Microsoft Edge or all Chromium browser now supports Windows Spellcheck. Any word added to the custom dictionary of Windows 10 will be available in the browser.

Enable Windows Spellcheck in Microsoft Edge

Windows Spellcheck is not new. The suggestion that shows up in Microsoft products like Microsoft Word is because of Windows Spellcheck.  It has been there since Windows 8.1 Switching to native spellchecking provides a variety of advantages such as additional language support, shared custom dictionary, and no more marking of website URL, acronyms, and email addresses. While Microsoft Edge enables this by default, you can always configure the language settings. Click on the three-dot menu on the top right of Microsoft Edge, and then Settings from the menu. Click on Languages, and notice the Check Spelling section. Enable the spell check by toggling on the for the respective language. Edge will automatically enable it for the default language.  If you wish to allow for additional languages, you can first add them under the languages section of Edge, and then toggle on spell check for that language.

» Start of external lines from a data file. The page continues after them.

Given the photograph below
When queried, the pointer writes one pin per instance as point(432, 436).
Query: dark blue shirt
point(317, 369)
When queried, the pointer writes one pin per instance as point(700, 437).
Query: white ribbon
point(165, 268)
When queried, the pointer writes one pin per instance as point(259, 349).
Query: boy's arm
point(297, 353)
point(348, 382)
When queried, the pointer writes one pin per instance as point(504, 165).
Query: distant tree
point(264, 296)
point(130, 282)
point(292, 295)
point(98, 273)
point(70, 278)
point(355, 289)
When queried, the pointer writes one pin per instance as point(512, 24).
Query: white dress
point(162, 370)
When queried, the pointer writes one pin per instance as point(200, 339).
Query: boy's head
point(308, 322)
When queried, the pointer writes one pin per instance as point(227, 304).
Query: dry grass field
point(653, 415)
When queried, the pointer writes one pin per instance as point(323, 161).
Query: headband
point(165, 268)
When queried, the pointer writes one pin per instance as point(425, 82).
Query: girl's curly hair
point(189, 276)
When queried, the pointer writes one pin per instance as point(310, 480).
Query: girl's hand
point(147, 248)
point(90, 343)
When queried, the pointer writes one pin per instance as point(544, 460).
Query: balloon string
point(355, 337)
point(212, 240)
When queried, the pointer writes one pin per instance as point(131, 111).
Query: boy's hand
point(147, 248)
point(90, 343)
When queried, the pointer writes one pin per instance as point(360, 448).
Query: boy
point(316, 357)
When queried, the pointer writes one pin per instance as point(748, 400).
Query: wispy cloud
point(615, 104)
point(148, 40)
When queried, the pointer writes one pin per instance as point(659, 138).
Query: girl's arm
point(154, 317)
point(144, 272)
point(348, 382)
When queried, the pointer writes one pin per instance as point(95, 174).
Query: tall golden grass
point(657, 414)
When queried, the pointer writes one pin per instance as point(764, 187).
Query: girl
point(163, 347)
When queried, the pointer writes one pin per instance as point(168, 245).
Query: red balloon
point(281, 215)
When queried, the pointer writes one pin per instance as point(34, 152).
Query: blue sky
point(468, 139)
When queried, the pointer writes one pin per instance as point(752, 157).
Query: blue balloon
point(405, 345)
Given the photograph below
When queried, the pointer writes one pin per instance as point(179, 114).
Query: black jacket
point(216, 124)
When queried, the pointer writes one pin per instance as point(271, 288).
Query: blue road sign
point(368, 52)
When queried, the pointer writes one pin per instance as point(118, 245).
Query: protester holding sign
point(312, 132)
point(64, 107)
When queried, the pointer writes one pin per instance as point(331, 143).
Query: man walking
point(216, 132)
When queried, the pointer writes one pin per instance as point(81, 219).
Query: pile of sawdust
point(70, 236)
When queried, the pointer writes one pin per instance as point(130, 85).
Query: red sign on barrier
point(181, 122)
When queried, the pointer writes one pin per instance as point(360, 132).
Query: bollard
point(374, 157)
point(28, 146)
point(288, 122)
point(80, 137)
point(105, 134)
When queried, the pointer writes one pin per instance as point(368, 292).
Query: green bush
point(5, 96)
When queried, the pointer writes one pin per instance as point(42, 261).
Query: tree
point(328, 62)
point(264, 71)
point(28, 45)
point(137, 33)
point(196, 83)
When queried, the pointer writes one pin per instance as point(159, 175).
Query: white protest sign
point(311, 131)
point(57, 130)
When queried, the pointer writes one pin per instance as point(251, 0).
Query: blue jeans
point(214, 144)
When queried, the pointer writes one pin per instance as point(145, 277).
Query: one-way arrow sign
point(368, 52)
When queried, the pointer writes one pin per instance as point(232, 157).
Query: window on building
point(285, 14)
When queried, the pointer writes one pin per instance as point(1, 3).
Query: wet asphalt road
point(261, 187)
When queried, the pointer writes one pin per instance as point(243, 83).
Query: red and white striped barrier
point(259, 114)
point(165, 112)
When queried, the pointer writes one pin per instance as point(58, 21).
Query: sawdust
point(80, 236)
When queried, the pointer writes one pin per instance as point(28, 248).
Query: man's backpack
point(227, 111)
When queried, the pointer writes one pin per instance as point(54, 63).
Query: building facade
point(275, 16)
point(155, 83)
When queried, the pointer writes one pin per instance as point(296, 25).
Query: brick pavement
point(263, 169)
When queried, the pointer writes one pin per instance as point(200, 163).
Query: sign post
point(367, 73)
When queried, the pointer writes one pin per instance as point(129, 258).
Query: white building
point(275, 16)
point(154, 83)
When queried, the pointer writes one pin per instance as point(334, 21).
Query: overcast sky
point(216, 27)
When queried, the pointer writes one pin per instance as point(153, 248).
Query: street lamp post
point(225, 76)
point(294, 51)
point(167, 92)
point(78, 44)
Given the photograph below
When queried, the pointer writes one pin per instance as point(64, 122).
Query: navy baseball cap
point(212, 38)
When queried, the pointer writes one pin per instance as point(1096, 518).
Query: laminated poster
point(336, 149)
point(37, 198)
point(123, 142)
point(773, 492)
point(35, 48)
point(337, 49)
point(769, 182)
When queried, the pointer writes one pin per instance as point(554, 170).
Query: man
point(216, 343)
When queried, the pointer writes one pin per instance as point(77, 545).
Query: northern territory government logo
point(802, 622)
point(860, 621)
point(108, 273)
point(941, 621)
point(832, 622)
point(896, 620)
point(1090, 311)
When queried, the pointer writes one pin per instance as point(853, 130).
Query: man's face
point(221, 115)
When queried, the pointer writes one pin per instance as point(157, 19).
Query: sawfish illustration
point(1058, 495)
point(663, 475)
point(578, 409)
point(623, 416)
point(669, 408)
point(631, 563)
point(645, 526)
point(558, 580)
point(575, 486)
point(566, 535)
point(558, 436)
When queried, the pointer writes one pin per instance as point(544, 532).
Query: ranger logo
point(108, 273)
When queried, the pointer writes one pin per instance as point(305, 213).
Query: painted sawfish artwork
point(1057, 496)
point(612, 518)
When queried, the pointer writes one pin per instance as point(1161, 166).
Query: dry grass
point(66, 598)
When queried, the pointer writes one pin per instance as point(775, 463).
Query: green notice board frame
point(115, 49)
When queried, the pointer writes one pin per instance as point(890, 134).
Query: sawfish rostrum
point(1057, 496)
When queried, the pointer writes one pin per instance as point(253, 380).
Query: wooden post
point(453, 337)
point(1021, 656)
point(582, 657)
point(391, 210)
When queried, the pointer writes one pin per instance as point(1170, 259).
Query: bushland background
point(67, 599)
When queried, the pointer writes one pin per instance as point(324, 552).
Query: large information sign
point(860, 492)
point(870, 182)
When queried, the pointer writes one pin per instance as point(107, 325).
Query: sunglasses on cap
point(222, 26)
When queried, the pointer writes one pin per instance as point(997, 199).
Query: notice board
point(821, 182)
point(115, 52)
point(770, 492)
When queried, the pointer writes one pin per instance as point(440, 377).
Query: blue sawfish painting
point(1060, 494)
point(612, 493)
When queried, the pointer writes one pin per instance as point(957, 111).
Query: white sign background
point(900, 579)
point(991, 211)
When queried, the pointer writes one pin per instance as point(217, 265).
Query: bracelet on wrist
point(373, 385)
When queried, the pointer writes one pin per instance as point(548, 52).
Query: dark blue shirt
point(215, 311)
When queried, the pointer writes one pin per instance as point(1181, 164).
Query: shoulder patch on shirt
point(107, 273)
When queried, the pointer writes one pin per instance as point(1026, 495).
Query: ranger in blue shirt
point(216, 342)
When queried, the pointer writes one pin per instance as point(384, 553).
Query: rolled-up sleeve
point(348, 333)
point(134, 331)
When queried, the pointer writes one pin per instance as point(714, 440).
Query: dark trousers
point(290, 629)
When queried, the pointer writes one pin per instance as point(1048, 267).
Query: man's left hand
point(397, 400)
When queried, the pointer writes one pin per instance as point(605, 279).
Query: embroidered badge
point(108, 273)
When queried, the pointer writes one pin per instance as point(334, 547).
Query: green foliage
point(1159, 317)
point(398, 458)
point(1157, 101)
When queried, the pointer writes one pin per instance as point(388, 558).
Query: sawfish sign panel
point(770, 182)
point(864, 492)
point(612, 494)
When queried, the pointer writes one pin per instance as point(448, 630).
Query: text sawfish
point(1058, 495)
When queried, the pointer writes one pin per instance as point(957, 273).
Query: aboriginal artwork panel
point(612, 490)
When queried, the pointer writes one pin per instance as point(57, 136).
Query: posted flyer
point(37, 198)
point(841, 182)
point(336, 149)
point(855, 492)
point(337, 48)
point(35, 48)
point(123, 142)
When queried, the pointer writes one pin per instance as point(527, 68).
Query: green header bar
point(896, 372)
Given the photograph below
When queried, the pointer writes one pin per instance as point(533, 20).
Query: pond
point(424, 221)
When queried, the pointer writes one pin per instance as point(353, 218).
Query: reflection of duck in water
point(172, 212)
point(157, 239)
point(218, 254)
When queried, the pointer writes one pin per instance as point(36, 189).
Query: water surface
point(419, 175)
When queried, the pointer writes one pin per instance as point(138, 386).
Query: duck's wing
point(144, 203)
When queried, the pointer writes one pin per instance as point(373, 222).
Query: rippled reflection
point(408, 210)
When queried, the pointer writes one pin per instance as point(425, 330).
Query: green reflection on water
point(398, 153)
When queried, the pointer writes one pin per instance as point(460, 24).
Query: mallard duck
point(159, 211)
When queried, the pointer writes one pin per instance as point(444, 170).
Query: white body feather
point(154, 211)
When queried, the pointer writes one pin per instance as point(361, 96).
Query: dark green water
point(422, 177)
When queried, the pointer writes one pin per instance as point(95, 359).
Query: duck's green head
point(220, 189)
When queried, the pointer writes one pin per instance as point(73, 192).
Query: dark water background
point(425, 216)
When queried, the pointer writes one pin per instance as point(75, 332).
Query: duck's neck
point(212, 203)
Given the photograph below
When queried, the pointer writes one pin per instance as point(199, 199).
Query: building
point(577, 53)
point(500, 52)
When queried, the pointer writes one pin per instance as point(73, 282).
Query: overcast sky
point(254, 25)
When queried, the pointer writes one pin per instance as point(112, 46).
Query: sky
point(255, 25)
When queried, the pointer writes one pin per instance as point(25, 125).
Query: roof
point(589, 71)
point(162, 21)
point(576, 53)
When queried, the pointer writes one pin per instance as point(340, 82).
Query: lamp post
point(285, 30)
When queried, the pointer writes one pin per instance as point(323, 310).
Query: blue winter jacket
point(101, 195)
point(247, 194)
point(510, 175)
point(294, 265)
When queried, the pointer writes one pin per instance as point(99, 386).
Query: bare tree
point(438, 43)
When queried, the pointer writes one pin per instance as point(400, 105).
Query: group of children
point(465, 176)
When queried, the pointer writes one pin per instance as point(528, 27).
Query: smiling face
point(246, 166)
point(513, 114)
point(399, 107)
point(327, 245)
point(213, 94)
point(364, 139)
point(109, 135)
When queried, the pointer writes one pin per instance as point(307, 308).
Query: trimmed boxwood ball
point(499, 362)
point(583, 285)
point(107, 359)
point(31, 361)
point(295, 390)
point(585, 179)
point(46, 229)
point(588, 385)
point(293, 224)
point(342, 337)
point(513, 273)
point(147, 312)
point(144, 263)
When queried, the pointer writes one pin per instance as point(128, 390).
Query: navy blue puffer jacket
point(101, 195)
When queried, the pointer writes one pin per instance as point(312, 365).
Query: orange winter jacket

To make sure you are taking full advantage of the Windows Spellcheck native integration, you should install the same language in Windows as well. Navigate to Windows Settings > Time and Language > Add a preferred language. If the necessary language pack is not available, Edge will use the default spell checker available for Chromium.

It is interesting to know that this feature is a result of a collaboration between Google and Microsoft engineers in the Chromium project. The credit goes to Guillaume Jenkins and Rouslan Solomakhin (Google), and Bruce Long, Luis Sanchez Padilla, and Siye Liu (Microsoft) for getting this done. That said, this feature will be enabled for Chrome as well or any other browser which is using Chromium.

How is the Windows Custom Dictionary supported?

It is essential that we talk about this and how it works. Microsoft Edge and Windows Custom Dictionary are shared. If you add a word using Edge, then it will be included in the Windows Custom Dictionary. You can manually check if the word was included by opening the default.dic file located at %appdata%\Microsoft\Spelling. While the words you add from outside Edge is not visible, but they will be an exception from spellcheck. Any word you add from Edge can be removed from Edge. The same will apply to all Chromium browsers.

If you work on Windows most of the time dealing with documents, and editing, this is going to be super useful. Windows users will not have to maintain or import custom words to the browser anymore. If it is added as an exception from anywhere in Windows, itwill be available in the Edge browser.